Great Britain's Jody Cundy celebrates after receiving his Gold Medal for the Men's C4-5 1000m Time Trial at the Rio Velodrome
Great Britain’s Jody Cundy celebrates after receiving his Gold Medal for the Men’s C4-5 1000m Time Trial at the Rio Velodrome

According to his father Alan, it accomplished a goal that Jody set immediately after the disappointing finish in London.

“At the end of the day London’s gone, it’s finished, and Jody says ‘I’m going to Rio’ and I’m going with him, and here we are.”

The drive for redemption sustained Cundy as he battled through a 2014 hospital stay to make the team heading to Brazil.

“It means more to him than any other race,” Jody’s girlfriend Stacey Bayes said. “Obviously London at the time meant a lot to him, but you can’t change that, so this is the culmination of eight years for him.”

“He’s just been more and more determined, and I’ve never seen Jody as relaxed as he was at this moment,” Alan Cundy said before the race.

The six-time Paralympian laughed hearing that.

“On the outside I may be really calm, but that’s probably the most nervous I’ve been before a race,” the former swimmer said. “But without my friends and family I wouldn’t be here doing this.

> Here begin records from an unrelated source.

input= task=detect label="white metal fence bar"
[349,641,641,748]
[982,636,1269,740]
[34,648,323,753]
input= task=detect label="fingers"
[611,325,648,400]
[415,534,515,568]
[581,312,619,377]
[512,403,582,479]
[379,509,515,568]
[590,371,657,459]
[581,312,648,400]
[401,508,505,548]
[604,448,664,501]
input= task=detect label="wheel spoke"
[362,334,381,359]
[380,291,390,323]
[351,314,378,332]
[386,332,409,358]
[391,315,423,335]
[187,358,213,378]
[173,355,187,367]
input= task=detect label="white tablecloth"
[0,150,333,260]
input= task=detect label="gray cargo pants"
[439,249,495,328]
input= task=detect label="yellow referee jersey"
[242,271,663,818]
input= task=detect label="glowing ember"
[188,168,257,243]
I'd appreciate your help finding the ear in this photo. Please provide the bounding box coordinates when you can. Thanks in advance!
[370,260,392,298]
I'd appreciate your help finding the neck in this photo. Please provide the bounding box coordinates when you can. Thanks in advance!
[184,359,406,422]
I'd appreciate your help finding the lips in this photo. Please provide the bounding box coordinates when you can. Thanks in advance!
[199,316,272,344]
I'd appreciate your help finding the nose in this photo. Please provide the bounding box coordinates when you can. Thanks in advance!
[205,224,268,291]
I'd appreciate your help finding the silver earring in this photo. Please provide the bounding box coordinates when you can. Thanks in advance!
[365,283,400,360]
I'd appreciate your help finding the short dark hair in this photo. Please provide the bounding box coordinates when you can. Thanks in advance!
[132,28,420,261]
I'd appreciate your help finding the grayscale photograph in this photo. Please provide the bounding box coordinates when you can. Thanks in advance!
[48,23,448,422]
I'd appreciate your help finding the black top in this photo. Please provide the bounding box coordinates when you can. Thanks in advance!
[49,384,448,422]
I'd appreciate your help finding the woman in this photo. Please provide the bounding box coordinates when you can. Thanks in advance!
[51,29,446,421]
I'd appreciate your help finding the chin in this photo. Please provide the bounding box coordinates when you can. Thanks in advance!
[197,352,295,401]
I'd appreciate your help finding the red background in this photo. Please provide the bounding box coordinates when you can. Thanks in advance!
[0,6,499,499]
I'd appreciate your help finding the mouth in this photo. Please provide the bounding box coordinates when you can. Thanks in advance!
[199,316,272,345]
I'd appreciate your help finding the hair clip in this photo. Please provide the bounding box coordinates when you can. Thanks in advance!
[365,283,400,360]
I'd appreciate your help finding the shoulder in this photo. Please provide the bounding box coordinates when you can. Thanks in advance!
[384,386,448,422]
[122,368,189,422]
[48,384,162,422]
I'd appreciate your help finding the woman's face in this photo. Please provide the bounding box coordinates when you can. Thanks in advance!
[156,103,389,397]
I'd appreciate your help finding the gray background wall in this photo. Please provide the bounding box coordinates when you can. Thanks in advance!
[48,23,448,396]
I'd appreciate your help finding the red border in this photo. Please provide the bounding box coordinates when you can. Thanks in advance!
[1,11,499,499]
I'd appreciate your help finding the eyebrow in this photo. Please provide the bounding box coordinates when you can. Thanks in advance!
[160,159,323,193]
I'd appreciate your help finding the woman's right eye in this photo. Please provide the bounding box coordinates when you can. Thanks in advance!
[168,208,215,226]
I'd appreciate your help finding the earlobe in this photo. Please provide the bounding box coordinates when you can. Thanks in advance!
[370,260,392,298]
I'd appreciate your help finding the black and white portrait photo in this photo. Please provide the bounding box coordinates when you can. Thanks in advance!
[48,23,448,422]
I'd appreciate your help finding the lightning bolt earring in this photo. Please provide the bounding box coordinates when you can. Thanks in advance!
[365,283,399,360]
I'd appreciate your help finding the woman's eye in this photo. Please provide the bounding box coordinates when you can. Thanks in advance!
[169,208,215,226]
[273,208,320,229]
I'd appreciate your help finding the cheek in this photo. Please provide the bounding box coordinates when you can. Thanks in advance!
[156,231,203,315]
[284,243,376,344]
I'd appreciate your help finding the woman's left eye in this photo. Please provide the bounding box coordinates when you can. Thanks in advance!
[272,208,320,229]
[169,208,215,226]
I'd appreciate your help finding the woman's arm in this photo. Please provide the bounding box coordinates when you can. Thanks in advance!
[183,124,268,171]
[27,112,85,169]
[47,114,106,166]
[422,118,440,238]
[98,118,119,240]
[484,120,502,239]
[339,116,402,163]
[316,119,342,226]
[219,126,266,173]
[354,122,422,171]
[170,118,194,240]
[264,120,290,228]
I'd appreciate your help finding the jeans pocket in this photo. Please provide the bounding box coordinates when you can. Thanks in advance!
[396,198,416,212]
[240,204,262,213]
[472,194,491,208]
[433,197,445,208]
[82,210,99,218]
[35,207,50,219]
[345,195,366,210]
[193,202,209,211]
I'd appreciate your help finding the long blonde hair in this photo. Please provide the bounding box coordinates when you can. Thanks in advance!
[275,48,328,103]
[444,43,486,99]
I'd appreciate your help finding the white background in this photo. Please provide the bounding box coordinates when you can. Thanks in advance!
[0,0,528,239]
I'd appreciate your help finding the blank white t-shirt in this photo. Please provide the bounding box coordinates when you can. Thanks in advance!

To know that they’re in the crowd every race is really special.”

Alan Cundy, Ann Cundy and Lynn Bayes decked out with their display for Alan and Ann's son Jody at the Rio Velodrome on Friday, September 9, 2016.
Alan Cundy, Ann Cundy and Lynn Bayes decked out with their display for Alan and Ann’s son Jody at the Rio Velodrome on Friday, September 9, 2016. (Ryan Andrews)

The Cundys have followed Jody since 1996 when he won gold in the pool in Atlanta. His mother Ann helped come up with the design on his prosthetic leg, the treasure map leading to the golden prize at the end of the journey.

The prosthetic leg Great Britain's Jody Cundy wore during his C4 Men's 1000m Time Trial run at the Rio Velodrome
The prosthetic leg Great Britain’s Jody Cundy wore during his C4 Men’s 1000m Time Trial run at the Rio Velodrome (Stacey Bayes / Para-T Racing)

“She pieced it together from Para-T (Jody’s club cycling team),” Alan said.

Now that the gold is back around his neck, Cundy knows what he wants to do next.

“I want to learn how to kiteboard,” the six-time gold medallist said. “It probably wasn’t a good idea before Rio but now I want to find a beautiful beach with a bit of wind and learn how to kite-surf.”